Addressing her IDA, her lab results of a Hemoglobin of 8 g/dl, Hematocrit of 32%, and Reticulocyte count of 1.5% in particular represent the low red blood cell (RBC) count and low hemoglobin levels associated with anemia, as does her reported low levels of energy and enthusiasm (Wilson, 2016). Although these same results could also be indicative of normocytic anemia secondary to aspirin use for RA where, in one case, the lab results came back for another patient of a Hemoglobin of 11 g/dl, Hematocrit of 33%, and a Reticulocyte count of 1.0% (Brill and Baumgardner, 2000); however, the giveaway here is Ms. A’s RBC smear that showed microcytic and hypochromic cells. Microcytic hypochromic RBCs are the hallmark of IDA (Wilson) and, along with her other lab results, what can determine a differential diagnosis for her.

The lower oxygen content of the air attributable to the altitude of the high, mountainous course on which was golfing today may have been a contributing factor that helped to exacerbate her already underlying condition, but it was by no means the sole reason for it. Ms. A most likely would have still become symptomatic at some point, if not today, then at some point in the near future.
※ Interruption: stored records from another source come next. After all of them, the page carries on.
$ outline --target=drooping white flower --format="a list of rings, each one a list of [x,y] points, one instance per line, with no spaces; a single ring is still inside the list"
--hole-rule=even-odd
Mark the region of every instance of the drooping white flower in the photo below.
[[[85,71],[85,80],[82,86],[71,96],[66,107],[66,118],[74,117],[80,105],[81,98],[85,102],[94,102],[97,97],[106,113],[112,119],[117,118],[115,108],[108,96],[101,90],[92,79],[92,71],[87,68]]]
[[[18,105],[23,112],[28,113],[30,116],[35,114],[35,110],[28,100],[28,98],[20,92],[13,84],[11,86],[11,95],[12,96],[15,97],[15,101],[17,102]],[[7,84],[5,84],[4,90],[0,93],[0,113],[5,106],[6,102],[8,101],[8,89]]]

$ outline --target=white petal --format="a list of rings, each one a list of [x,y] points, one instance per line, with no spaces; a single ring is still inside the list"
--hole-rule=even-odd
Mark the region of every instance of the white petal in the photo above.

Treatment options for Ms. A include, first and foremost, discontinuation of the offending agent at the heart of her problem, aspirin, and the recommendation to instead take a non-aspirin, non-NSAID analgesic such as acetaminophen (Tylenol) for the “stiffness in her joints” (Wedro, 2016). Next, her iron intake needs to be increased in some fashion. This can be accomplished by either adding more meat and eggs to her diet, or by her taking an iron supplement, with care taken to use chelated iron or liver tablets, as most regular iron supplements can be hard on the intestines and often cause constipation (Wilson, 2016).
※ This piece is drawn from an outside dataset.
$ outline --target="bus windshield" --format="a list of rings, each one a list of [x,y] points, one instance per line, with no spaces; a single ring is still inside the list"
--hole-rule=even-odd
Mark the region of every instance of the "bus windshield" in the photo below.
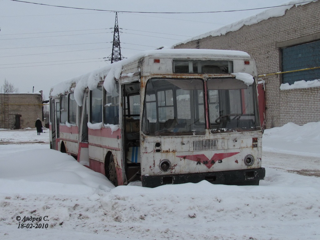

In summary, Ms. A most likely has IDA due to aspirin-induced GI bleeding, secondary to possible RA; circumstances and preliminary lab workup support this diagnosis. Treatment should consist of discontinuation of aspirin, recommendation of acetaminophen instead, and an increase in her iron intake, either through diet or a non-GI irritating, non-constipation causing iron supplement. Additional treatment, if any, would be warranted depending upon additional lab results, and follow-up with the patient, including follow-up bloodwork should be performed in four to six weeks.

    References
  • Brill, J. R., & Baumgardner, D.J. (2000). Normocytic anemia. American Family Physician.
    Retrieved from http://www.aafp.org/afp/2000/1115/p2255.html
  • CDC (Centers for Disease Control and Prevention) (2015). Blood disorders in women: Heavy
    menstrual bleeding. Retrieved from
    http://www.cdc.gov/ncbddd/blooddisorders/women/menorrhagia.html
  • Mayo Clinic Staff. (2016). Rheumatoid arthritis. Retrieved from
    http://www.mayoclinic.org/diseases-conditions/rheumatoid-arthritis/symptoms causes/dxc-20197390
  • Victor, J. U. (2012). Possible causes of anemia in a patient with rheumatoid arthritis. Ternopil
    State Medical University, Ukraine. Retrieved from
    http://www.slideshare.net/bizkyflavour/possible-causes-of-anemia-in-a-patient with-rheumatoid
  • Wedro, B. (2016). Internal bleeding. MedicineNet.com. Retrieved from
    http://www.medicinenet.com/internal_bleeding/page3.htm
  • Wilson, L. (2016). Anemia and other blood disorders. The Center for Development.